Diving headfirst into the world of football (soccer) management

Since March, a few of my students, who are part of the men’s soccer team at my university, have been asking me to help out with the team.  With (over)workload, it is a daunting task to take on coaching the university team, but I love the beautiful game.  If the young men on the soccer team are able to learn a few things from me, I am more than happy to lend a helping hand.  Also, a soccer team needs a head coach; at the moment, the captain of the team is running things without guidance.

So, I went to the game today thinking I would just be a passive spectator and observe the team’s current system and also each player’s attributes.  However, as many of you know, I am not one to just standby and watch the proceedings unfold.

During the warmup, I watched each player: if they were professional in warming up, how they communicate with their teammates, how high their concentration levels were, if they were nervous, their technical ability, their physical ability, their mental ability.  I did my best to gain as much information as I could on each player so I could analyze their play to the most of my ability.

Not only this, but I did my homework about our university’s soccer team.  I also made a scouting report about our opponent for today’s match.  My scouting report was spot on and I gave advice to certain players about how to cope with the opponent’s offensive firepower.  However, because this was my first day (a match day nonetheless), I did not have time to build a deep trust-relationship with those players whom I met for the first time today. I knew 3 players on the roster.

From my preparation, I knew our team’s formation, strengths, and weaknesses.  However, seeing is believing, so I did not give detailed tactical instructions because I wanted to see if their system was effective.  To be quite honest, the team needs much improvement.  If this was not the case, they would not need my guidance.

It was apparent that our team could not cope with the other team’s short-short-long strategy.  The defensive line dropped back too deep, and this invited the other team to attack our goal from dangerous areas early on.  As a result, the other team opened up the scoring within the first 5 minutes.  At this point, I ended my analysis session and started barking out instructions: keep a high defensive line, have wide midfielders spread the field before cutting inside to combine with the lone striker, have the center midfielders hold their positions centrally instead of roaming randomly on the pitch to find passes.

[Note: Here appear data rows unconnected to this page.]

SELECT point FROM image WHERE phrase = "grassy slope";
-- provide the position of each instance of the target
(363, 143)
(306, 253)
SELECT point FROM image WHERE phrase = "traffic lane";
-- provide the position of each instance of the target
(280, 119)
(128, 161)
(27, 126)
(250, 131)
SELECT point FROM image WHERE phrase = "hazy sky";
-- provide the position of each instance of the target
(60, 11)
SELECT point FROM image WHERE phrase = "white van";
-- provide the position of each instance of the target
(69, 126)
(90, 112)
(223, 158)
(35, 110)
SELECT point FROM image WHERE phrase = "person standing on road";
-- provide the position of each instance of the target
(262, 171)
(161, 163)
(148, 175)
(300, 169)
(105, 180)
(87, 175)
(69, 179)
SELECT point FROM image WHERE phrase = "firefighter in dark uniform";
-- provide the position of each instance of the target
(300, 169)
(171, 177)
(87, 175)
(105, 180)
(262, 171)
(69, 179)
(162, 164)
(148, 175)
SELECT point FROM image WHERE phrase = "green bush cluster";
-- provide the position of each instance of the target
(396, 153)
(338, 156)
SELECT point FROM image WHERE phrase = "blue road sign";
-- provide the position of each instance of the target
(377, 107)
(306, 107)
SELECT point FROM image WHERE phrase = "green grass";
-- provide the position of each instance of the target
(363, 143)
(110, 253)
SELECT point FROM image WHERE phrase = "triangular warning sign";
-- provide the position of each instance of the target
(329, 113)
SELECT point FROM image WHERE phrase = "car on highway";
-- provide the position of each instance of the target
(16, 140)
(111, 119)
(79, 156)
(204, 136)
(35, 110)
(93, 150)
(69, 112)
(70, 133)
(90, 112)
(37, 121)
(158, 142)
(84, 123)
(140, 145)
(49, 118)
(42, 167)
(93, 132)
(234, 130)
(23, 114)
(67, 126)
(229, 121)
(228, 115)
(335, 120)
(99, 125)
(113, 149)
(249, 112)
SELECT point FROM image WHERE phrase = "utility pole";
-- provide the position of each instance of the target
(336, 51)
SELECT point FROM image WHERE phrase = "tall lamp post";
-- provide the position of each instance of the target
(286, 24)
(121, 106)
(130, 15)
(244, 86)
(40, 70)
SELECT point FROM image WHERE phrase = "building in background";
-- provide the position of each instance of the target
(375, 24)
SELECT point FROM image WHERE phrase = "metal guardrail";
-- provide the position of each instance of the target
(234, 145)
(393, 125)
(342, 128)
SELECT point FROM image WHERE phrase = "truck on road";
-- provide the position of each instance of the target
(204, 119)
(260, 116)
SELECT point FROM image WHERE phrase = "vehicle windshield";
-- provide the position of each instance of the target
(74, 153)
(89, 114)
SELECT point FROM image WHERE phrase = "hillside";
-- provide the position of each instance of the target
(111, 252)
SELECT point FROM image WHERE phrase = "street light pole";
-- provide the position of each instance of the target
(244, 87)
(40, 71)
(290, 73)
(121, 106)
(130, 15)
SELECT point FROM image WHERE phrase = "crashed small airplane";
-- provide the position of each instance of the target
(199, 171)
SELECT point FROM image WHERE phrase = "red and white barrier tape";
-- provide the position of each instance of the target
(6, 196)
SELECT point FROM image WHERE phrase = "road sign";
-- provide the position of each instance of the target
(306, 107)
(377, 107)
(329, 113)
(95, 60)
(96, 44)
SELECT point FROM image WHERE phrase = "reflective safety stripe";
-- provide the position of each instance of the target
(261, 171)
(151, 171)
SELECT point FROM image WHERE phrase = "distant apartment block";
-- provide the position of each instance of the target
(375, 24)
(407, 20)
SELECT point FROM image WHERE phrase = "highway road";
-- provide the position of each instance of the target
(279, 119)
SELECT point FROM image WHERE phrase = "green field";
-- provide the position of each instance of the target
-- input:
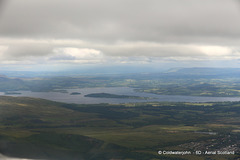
(36, 128)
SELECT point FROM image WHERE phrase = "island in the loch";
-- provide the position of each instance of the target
(11, 93)
(75, 93)
(109, 95)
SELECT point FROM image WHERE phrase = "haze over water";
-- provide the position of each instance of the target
(80, 99)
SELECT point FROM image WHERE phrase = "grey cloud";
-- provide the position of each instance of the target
(21, 51)
(107, 21)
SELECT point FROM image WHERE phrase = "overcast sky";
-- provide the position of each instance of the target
(167, 33)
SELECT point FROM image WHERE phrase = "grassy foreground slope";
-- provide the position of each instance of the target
(36, 128)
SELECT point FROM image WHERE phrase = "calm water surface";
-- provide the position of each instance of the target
(80, 99)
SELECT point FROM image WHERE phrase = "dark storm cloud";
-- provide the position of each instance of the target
(151, 28)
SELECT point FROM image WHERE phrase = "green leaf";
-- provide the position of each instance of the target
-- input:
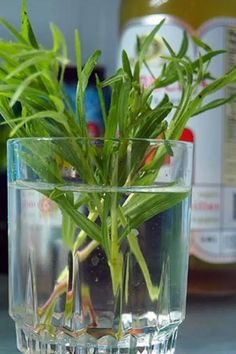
(21, 88)
(142, 207)
(126, 64)
(68, 229)
(184, 46)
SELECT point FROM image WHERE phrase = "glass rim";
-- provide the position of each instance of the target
(150, 140)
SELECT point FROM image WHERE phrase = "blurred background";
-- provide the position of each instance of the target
(97, 22)
(210, 324)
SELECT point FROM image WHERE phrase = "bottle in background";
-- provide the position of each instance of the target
(213, 227)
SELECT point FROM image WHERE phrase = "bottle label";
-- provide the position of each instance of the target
(213, 225)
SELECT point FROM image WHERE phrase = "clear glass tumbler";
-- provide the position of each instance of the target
(98, 243)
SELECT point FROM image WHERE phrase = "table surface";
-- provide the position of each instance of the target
(209, 327)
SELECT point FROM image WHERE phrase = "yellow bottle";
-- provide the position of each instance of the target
(213, 227)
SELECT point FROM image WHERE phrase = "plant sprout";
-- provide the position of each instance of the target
(32, 78)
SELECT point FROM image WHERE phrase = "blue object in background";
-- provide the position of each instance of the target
(93, 113)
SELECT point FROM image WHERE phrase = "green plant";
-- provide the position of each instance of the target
(32, 76)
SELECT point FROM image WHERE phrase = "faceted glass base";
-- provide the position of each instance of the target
(33, 343)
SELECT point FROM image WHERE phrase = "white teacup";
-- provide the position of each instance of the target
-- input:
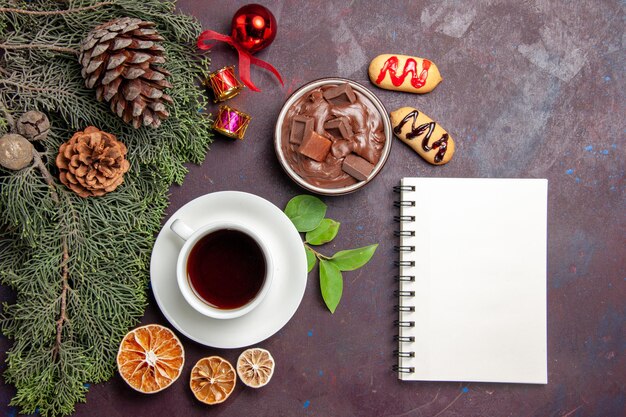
(191, 295)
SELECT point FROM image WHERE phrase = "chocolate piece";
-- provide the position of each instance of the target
(339, 128)
(341, 148)
(315, 146)
(300, 128)
(340, 95)
(357, 167)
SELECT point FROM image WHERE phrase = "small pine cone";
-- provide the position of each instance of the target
(121, 59)
(92, 162)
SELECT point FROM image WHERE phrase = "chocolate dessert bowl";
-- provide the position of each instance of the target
(332, 136)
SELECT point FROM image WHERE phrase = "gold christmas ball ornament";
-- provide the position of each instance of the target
(92, 162)
(33, 125)
(122, 60)
(16, 152)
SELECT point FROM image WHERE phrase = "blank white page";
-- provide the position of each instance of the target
(480, 280)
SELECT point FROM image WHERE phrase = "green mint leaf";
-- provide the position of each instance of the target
(324, 233)
(349, 260)
(331, 283)
(305, 212)
(310, 259)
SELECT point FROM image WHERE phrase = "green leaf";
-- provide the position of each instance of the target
(305, 212)
(349, 260)
(310, 259)
(331, 284)
(324, 233)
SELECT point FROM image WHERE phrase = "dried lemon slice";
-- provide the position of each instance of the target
(150, 358)
(212, 380)
(255, 367)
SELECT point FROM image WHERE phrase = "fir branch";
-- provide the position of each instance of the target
(80, 266)
(38, 46)
(55, 12)
(38, 163)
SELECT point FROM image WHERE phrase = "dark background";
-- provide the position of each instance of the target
(530, 90)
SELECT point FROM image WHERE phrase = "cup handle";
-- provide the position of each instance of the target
(181, 229)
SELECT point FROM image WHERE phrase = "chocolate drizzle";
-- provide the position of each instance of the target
(441, 143)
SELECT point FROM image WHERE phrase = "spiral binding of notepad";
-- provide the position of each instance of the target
(404, 296)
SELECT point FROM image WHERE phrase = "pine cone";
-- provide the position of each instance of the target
(120, 59)
(92, 162)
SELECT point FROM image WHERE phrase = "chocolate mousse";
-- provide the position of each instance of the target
(328, 125)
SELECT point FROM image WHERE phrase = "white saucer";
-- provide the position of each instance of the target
(287, 288)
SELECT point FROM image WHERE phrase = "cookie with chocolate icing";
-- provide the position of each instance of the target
(424, 135)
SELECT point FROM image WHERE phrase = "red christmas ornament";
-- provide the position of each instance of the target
(253, 27)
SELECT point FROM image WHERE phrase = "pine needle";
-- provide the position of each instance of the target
(79, 267)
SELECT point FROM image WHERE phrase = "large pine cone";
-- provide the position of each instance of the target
(92, 162)
(120, 59)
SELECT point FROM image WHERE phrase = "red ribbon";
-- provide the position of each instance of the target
(245, 58)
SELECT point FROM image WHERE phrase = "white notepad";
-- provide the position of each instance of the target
(475, 273)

Unfortunately, these players were so caught up in their old system that my words had no meaning to them in the 1st half.  The defensive line continued to drop back too deep, wide players continued to make the field of play to narrow by slotting into the center of the pitch, and center midfielders roamed away from their positions.  A systematic breakdown to say the least.

Halftime could not come early enough, and when it did, I called over a few players and gave them my ideas.  With the captain still calling the shots, I had no idea whether or not they would actually come off the bench in the second half, but from my scouting reports, these players always came off the bench after the 60th minute mark.  My scouting report was on point, and these players did come on the pitch.  However, by the time they came on the pitch, our team was already down 2-0.  No problem, I thought.  With players who I already know on the field, they relayed my messages to teammates and did their best to carry out my instructions.

After these key substitutions, our team was able to create a few scoring opportunities, but were not able to convert.  The game ended with the score at 0-2.  Good game to the opponent.  For us, a lot for the team to reflect on.

In my opinion, the captain of the team is taking on too much responsibility: tactics, starting line-ups, substitutions.  These are things a manager, head coach, should take care of.  Through my eyes, the captain is creating a system to be competitive, but also to prevent the team from losing, not to have the team win matches.  Creating tactics for preventing one’s team from losing and giving your team a chance to win are completely different concepts.

If a team is afraid of losing, they will look to kill certain individuals’ strengths and play within themselves.  Teams hardly win with this mentality, and our team currently has this mentality.  This must be changed. These players have great potential and also have solid individual skill; it’s a waste to play within mental limitations.  Therefore, certain tactical adjustments to the formation and individual-position instructions would not only make things easier for the players, but also give them more opportunities to play to their strengths.

I am sunburnt and exhausted from lack of sleep, but it feels good to do what I love.